Digital Wisdom: AI as a Regulatory Imperative
From Data to Wisdom: The Ethics of Clinical Insight
The Data, Information, Knowledge, and Wisdom (DIKW) hierarchy models the transformation of raw facts into actionable insight. Data (raw figures) becomes Information (processed data with context), which is refined into Knowledge (applied information), finally maturing into Wisdom (applied, ethical judgment).
In the world of clinical research, we spend a disproportionate amount of time on the Data and Information parts, and we get to claim Knowledge through a successful Marketing Authorisation Application. This program touched on Wisdom, i.e., what do we do if the data tells us that an investigator could be cheating?
The program was part of a wider company agenda to build trust with society. Our client had two goals: to mitigate the risk of fraud in clinical research data for the organisation and to demonstrate leadership within the organisation for the application of advanced analytical techniques (in this case, predictive and analytical AI and ML) to the company’s operations.
Why Traditional Data Filters Fail to Catch Fraud
Fraud in clinical trials is something of an open secret: we know it goes on, but little is done to prevent it beyond removing affected data when it becomes obvious. The prevalence and distribution of fraud across the industry are not known, while the incentives are clear, and the regulators have started to realise this. Standard edit checks and manual reviews of clinical data look for errors or missing data. The fabrication and falsification of data, however, create data that looks deceptively normal, allowing it to pass through traditional filters. Our approach was to apply a combination of domain-derived logic and forensic accounting principles to the clinical dataset.
An “Always-On” Solution Sitting on Top of Existing Data Flows
At the scale of a multinational drug development portfolio, our approach enabled:
Site-Level Anomaly Detection: Instead of looking at individual data points, AI models compare an entire site's data against the broader study, therapeutic area, or regional datasets.
Continuous Portfolio Monitoring: Instead of "point-in-time" audits, the system runs continuously, flagging deviations in real-time.
The system identified site data entry errors not caught by standard checks at a number of sites, flagging identical records under different patient identifiers and other unusual data patterns (e.g., “too perfect” data). With the ability to identify studies and sites producing anomalous data, the client can decide if further investigation, e.g., a site audit, is warranted based on the signal. It is also possible to view anomalies by geography, therapeutic area, program, or even development stage to look for systemic issues using different views.

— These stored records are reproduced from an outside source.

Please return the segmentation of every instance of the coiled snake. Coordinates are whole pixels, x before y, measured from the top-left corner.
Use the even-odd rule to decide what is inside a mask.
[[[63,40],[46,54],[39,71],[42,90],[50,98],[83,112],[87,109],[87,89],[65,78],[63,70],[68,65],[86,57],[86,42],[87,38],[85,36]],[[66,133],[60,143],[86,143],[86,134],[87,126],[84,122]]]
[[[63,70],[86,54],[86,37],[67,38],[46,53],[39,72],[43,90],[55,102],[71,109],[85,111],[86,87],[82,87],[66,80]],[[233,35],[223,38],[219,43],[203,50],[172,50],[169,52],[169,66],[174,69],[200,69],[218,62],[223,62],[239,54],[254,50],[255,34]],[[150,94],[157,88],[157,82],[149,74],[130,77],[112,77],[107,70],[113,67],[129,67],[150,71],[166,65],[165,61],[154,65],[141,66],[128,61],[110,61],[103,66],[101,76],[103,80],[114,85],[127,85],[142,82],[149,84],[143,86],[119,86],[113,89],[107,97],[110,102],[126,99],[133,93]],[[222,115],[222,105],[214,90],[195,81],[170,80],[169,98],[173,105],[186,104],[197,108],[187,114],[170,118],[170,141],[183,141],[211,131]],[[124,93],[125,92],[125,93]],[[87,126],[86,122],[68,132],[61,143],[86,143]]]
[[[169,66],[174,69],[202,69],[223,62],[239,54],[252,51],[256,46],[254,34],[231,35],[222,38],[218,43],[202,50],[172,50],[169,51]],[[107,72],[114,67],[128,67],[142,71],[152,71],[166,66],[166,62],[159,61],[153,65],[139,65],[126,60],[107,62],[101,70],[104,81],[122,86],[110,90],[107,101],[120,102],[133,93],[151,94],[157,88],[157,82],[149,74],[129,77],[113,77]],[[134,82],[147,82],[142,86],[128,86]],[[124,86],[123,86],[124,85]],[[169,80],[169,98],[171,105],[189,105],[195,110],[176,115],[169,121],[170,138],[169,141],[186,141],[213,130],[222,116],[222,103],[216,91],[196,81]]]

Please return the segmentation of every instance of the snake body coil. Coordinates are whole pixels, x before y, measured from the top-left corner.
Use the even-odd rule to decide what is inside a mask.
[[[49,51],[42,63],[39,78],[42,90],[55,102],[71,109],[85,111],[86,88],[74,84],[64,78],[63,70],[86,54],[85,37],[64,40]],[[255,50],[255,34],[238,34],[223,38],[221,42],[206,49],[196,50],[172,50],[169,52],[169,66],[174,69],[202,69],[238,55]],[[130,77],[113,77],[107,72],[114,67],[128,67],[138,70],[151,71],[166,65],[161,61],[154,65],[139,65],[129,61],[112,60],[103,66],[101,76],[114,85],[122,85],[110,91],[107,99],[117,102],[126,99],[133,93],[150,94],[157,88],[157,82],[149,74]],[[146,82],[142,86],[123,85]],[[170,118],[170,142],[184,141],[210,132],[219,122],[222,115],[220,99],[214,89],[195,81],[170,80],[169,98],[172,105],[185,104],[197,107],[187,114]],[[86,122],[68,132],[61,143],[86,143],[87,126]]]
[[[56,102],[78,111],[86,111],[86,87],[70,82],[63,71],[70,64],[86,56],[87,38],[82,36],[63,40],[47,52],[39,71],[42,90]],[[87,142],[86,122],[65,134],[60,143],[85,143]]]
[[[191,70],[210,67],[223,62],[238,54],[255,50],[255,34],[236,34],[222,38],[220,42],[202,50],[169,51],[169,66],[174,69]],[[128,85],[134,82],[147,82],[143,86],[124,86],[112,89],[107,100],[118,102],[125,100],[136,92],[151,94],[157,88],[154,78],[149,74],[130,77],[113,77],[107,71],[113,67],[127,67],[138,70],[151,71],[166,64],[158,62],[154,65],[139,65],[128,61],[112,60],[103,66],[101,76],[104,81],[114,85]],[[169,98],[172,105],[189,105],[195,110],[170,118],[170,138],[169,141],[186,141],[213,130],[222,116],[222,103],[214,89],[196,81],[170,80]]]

AI as a Regulatory Imperative
The system gave the client a ready-made, direct response to the US Department of Justice, which has recently communicated: a) that they expect Life Science companies to use data analytics to detect fraud; b) that if an AI capability for anomaly detection is not applied instead of random spot checks, this may be framed as “reckless disregard”; and c) that, with the establishment of the HSU in 2025, clinical data integrity is now a topic of focus and interest.